Role of apolipoprotein B in the clinical management of cardiovascular risk in adults: An Expert Clinical Consensus from the National Lipid Association

Abstract

This National Lipid Association (NLA) Expert Clinical Consensus provides an overview of the physiologic and clinical considerations regarding the role of apolipoprotein B (apoB) measurement to guide clinical care based on the available scientific evidence and expert opinion. ApoB represents the total concentration of atherogenic lipoprotein particles in the circulation and more accurately reflects the atherogenic burden of lipoproteins when compared to low-density lipoprotein cholesterol (LDL-C). ApoB is a validated clinical measurement that augments the information found in a standard lipoprotein lipid panel; therefore, there is clinical value in using apoB in conjunction with a standard lipoprotein lipid profile when assessing risk and managing lipid-lowering therapy (LLT). ApoB has been shown to be superior to LDL-C in risk assessment both before and during treatment with LLT. In individuals, there can be discordance between levels of LDL-C and apoB, as well as LDL-C and non-high-density lipoprotein cholesterol (non-HDL-C), despite high levels of population-wide correlation. When there is discordance between LDL-C and apoB, or LDL-C and non-HDL-C, atherosclerotic cardiovascular disease risk generally aligns better with apoB or non-HDL-C. Additionally, apoB can be used in tandem with standard lipoprotein lipid measurements to diagnose distinct lipoprotein phenotypes. ApoB testing can inform clinical prognosis and care, as well as enable family cascade screening, when an inherited lipoprotein syndrome is identified. The NLA and other organizations will continue to educate clinicians about the role of apoB measurement in improving clinical risk assessment and dyslipidemia management. An urgent need exists to improve access and reimbursement for apoB testing.

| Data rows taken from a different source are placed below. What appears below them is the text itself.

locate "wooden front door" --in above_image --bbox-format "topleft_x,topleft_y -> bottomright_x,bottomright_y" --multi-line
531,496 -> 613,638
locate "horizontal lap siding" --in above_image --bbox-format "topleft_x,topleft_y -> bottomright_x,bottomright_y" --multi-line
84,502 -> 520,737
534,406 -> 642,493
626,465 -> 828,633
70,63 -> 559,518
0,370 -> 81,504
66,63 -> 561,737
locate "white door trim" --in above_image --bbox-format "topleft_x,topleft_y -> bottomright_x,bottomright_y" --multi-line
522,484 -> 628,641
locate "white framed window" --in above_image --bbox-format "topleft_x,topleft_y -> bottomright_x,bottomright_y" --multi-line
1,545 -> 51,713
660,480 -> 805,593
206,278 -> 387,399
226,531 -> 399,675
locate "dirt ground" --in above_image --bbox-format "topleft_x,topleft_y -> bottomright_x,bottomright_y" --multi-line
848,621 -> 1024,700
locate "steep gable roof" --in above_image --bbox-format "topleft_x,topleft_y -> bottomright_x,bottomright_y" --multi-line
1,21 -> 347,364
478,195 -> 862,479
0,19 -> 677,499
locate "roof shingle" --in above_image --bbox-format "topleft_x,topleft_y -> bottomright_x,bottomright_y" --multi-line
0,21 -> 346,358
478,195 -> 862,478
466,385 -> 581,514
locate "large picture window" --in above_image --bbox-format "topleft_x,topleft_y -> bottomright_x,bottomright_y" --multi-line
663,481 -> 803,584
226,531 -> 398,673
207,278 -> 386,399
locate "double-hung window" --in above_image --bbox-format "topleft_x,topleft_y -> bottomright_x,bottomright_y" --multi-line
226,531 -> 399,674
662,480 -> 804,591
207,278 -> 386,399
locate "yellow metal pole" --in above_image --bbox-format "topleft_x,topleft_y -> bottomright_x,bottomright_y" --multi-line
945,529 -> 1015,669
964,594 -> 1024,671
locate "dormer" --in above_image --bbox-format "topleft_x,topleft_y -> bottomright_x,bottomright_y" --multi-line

Keywords: Apolipoprotein B; Atherosclerosis; Discordance; Low-density lipoprotein cholesterol; Non-high-density lipoprotein cholesterol.

Figure 1.. Association between concordant or discordant apoB and LDL-C and corresponding atherogenic lipoprotein risk.

When apoB and LDL-C are concordantly low (Panel A), atherogenic lipoprotein risk is not elevated. When apoB and LDL-C are concordantly elevated (Panel D), atherogenic lipoprotein risk is elevated. When apoB and LDL-C are discordant (Panels B and C), lipoprotein risk follows apoB. Image created with BioRender. Abbreviations: ApoB=apolipoprotein B; LDL-C=low-density lipoprotein cholesterol.

Figure 2.. Population-based relationship between LDL-C (Friedewald calculated) and apoB from an untreated sample (NHANES 2005–2016) and two on-treatment samples (IMPROVE-IT and FOURIER).

Panel A is the untreated NHANES sample (n=12,696, 18–85 years of age). Panel B is the achieved 1-year values for IMPROVE-IT or 48-week values for FOURIER, separated into statin monotherapy (n=18,812 [6,878 in IMPROVE-IT and 11,934 in FOURIER]), statin + ezetimibe (n=7,475 [6,851 in IMPROVE-IT and 660 in FOURIER]), and statin + PCSK9i (n=12,645, all in FOURIER). Panel C is both the untreated and on-treatment scatterplots on the same graph. The solid grey line in each graph represents the line of identity. Abbreviations: ApoB=apolipoprotein B; FOURIER=Further Cardiovascular Outcomes Research with PCSK9 Inhibition in Subjects with Elevated Risk; IMPROVE-IT= Improved Reduction of Outcomes: Vytorin Efficacy International Trial; LDL-C=low-density lipoprotein cholesterol; NHANES=National Health and Nutrition Examination Survey; PCSK9i=proprotein convertase subtilisin-kexin type 9 inhibitor.